Mapping Prompt Variables with Dataset

Once your dataset is available in Trusys, you can link it to your prompts within the Prompt Library. This enables dynamic population of prompt variables, allowing for efficient and scalable evaluation of your AI models with diverse inputs. To link a prompt with a dataset, follow these steps:
  • Open the prompt: Navigate to the Prompt Library and open the specific prompt you wish to link.
  • Locate ‘Link a dataset’ option: In the prompt interface, find and click on the ‘Link a dataset’ option.
  • Select the dataset: A list of available datasets will be displayed. This list will be filtered to show only those datasets that contain variables matching the ones defined in your current prompt. Select the desired dataset from the dropdown list.
  • Automatic Variable Mapping: Trusys will automatically detect the variables in your prompt content (e.g., {{customer_name}}, {{issue_description}}, {{sentiment}}) and map them to the corresponding columns in the selected dataset. This ensures that the correct data is used to populate your prompts during test runs.
Alternatively, you can also create a new dataset directly while you are in the process of creating a prompt. This streamlines the workflow, allowing you to generate or upload data on the fly to support your prompt-based evaluations.

List Datasets

The Listing Datasets view provides a comprehensive overview of all datasets available within your project. For each dataset, you can quickly see:
  • The number of variables it contains.
  • The total number of rows in the dataset.
  • The number of test runs that have utilized this particular dataset.
This centralized list helps you manage and track the usage of your data resources across various evaluations.

Dataset Details

Clicking on any dataset from the Listing Datasets view will open the Dataset Details page, providing an in-depth look at its content and configuration.
  • View all dataset table: You can view the entire dataset in a tabular format, allowing for easy inspection of the data. You also have the ability to delete any unnecessary rows directly from this view, helping you refine your dataset for specific evaluations.
  • View connection details (for external dataset): If the dataset was connected from an external source (e.g., Hugging Face), this section will display the connection parameters and status.
  • View instruction details (for Generate synthetic dataset using AI): For datasets generated synthetically, this section will show the original instructions and parameters used to create the dataset, providing full transparency and reproducibility of the data generation process.

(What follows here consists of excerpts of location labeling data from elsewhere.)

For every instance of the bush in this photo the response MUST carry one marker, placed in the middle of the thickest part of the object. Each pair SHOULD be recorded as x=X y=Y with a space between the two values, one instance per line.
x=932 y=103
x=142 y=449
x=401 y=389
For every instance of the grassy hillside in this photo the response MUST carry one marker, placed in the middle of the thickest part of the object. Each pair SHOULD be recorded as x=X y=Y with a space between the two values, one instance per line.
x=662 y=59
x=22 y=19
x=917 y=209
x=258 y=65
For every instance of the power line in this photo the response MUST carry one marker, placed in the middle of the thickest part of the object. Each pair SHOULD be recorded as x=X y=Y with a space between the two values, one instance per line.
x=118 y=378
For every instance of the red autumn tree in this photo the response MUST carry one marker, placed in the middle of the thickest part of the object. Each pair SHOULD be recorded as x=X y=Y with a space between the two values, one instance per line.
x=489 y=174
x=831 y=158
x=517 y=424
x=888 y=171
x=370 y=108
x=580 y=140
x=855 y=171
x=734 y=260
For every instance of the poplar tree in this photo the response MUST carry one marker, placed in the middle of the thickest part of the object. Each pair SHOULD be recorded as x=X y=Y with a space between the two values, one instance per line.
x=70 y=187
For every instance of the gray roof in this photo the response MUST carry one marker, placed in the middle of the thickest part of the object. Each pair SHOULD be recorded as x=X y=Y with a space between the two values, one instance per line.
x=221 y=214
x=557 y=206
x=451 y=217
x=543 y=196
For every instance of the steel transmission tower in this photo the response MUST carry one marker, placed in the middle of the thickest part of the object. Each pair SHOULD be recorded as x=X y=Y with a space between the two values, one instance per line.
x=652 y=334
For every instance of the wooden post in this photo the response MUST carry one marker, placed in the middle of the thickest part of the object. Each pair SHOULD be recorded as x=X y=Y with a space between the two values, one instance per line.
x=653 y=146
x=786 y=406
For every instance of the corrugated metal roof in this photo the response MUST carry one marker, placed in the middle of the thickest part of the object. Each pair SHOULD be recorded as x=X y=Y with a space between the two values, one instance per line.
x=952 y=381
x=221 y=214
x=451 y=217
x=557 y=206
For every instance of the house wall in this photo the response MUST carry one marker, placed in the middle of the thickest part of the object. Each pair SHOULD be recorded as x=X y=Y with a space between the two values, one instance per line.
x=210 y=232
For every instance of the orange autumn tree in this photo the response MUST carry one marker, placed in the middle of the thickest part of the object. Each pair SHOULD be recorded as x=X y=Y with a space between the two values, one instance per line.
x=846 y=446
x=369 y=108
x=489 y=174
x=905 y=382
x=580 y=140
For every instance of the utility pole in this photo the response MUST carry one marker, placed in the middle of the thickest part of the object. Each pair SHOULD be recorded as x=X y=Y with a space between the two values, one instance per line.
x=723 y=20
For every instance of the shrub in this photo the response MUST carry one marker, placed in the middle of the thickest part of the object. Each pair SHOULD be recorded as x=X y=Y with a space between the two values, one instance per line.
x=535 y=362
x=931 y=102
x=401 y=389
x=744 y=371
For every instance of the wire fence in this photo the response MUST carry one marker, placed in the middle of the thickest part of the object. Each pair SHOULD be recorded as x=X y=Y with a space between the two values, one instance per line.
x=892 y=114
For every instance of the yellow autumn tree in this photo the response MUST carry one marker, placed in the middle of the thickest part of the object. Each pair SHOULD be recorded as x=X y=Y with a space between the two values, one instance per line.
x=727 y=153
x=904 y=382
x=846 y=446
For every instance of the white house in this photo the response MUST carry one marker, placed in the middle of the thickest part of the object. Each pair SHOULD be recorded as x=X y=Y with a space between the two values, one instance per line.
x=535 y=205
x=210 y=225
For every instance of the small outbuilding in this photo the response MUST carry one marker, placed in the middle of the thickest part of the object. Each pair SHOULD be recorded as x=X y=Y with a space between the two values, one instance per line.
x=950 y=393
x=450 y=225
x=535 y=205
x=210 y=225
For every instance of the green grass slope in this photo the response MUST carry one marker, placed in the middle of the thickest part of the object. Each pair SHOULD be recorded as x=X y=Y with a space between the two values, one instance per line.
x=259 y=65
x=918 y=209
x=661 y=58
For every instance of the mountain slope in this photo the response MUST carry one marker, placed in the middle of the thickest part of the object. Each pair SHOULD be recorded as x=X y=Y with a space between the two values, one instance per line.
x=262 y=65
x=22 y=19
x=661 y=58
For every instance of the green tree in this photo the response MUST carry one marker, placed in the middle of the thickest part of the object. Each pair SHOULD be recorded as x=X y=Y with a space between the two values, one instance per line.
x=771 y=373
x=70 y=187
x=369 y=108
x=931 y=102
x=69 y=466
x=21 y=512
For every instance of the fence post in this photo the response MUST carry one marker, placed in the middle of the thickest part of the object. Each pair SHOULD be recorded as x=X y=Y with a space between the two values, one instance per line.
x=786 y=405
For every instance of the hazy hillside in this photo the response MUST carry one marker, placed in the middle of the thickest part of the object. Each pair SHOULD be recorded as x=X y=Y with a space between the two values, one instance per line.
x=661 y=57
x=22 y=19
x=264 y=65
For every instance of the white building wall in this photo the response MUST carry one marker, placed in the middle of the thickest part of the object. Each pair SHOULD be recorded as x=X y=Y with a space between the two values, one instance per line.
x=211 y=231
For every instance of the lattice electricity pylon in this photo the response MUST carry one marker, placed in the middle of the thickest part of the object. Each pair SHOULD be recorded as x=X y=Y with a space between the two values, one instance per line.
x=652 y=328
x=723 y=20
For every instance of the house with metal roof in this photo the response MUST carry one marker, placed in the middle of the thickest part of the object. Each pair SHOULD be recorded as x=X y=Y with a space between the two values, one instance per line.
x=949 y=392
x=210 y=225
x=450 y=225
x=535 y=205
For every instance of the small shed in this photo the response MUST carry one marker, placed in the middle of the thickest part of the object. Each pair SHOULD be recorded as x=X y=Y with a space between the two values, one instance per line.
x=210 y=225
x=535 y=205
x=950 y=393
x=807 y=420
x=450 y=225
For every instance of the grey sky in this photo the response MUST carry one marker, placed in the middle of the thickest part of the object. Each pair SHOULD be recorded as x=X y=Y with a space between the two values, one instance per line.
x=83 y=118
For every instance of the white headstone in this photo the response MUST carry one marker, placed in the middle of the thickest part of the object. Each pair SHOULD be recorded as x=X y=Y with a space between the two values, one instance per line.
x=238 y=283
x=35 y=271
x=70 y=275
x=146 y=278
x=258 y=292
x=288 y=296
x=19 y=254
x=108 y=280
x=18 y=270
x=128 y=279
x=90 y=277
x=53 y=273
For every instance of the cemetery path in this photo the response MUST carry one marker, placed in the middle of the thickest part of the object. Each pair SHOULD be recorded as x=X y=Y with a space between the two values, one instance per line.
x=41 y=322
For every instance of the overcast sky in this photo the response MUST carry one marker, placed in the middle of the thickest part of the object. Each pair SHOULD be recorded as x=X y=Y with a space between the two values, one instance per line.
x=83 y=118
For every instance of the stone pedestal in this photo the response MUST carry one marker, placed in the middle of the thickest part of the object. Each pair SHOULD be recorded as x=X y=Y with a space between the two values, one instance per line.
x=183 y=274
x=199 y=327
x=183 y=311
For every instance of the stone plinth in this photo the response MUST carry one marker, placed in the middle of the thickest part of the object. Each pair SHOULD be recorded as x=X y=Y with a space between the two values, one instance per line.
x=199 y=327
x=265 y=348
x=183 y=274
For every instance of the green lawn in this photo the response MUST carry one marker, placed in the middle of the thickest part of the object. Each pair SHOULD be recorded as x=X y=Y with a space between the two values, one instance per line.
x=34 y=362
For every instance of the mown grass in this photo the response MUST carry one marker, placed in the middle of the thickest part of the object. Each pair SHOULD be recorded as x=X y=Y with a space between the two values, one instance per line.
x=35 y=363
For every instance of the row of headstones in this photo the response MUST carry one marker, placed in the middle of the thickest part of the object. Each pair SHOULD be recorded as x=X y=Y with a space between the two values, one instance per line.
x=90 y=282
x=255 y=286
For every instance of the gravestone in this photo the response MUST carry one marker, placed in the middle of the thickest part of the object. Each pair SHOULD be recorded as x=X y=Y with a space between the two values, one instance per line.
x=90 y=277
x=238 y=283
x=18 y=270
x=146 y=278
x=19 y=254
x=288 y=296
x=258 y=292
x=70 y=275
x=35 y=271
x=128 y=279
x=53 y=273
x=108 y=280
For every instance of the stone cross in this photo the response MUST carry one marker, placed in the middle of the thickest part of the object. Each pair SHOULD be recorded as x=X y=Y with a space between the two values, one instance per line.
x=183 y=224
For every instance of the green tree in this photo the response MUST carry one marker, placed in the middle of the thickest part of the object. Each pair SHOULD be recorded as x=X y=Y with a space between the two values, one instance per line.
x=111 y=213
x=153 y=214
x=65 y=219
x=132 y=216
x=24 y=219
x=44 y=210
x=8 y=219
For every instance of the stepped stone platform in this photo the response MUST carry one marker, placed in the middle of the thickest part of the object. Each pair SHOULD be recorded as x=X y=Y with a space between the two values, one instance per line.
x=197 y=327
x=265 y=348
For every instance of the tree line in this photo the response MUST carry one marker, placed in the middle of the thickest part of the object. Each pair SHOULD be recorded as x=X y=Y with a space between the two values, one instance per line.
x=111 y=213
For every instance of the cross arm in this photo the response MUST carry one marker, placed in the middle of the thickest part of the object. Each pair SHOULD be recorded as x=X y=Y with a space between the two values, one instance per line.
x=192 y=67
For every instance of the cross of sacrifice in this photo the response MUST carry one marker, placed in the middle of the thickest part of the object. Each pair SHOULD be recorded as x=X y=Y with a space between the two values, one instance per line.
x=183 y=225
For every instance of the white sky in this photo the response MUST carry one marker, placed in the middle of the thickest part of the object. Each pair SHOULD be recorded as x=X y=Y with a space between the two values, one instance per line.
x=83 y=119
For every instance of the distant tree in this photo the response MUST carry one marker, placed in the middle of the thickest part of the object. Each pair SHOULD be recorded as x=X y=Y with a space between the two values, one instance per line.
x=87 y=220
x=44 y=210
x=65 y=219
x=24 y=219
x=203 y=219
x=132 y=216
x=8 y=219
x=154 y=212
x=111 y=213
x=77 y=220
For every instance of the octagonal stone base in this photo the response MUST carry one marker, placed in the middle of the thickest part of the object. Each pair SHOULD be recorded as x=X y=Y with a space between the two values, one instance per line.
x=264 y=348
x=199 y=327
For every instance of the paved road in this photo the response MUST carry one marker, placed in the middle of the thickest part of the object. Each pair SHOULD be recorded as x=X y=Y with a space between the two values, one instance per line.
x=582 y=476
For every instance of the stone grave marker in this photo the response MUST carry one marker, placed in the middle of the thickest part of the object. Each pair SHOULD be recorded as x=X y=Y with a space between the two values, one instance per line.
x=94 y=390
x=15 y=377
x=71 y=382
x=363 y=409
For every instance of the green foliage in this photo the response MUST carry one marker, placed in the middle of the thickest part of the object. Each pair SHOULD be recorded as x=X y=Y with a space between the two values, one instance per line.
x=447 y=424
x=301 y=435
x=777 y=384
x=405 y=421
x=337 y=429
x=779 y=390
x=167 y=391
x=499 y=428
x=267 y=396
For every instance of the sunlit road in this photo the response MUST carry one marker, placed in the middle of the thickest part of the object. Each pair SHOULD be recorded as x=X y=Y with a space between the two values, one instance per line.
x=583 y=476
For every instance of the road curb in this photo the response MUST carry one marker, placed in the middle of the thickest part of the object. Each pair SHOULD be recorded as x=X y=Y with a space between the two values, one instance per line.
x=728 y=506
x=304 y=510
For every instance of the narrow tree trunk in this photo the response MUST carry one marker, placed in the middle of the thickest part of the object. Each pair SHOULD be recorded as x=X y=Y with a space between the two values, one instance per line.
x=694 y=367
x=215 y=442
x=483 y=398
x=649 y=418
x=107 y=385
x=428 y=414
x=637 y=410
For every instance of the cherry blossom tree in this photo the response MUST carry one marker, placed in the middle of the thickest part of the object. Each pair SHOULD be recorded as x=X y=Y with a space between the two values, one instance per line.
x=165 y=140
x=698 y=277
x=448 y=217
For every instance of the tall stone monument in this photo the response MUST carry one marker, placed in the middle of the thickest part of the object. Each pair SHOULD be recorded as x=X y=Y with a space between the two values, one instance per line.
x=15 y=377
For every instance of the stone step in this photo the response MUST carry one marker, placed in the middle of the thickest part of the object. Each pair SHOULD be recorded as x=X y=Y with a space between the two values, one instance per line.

Data Encryption in Datasets

Trusys provides column-level encryption using Format Preserving Encryption (FPE) to safeguard sensitive information across datasets. With FPE, encrypted values retain their original structure (e.g., numbers stay numeric, lengths remain consistent), ensuring full compatibility with prompt variables and downstream evaluations.When Uploading a CSV Dataset
  • After column detection, you can choose which columns should be encrypted.
  • This prevents raw sensitive data such as PII, financial details, or health information from being exposed to the AI application.
  • Because FPE preserves format, encrypted values integrate seamlessly with your test runs without breaking schema or structure.
When Generating a Dataset using AI
  • During synthetic dataset generation, you can select variables that should be encrypted.
  • Encrypted values remain structurally valid, ensuring they can be used in prompts while keeping the true content secure.
Encrypted Outputs
  • Sensitive fields in dataset-driven outputs are also encrypted.
  • Thanks to FPE, these encrypted results can still be logged, validated, and reviewed in reports — without leaking sensitive details.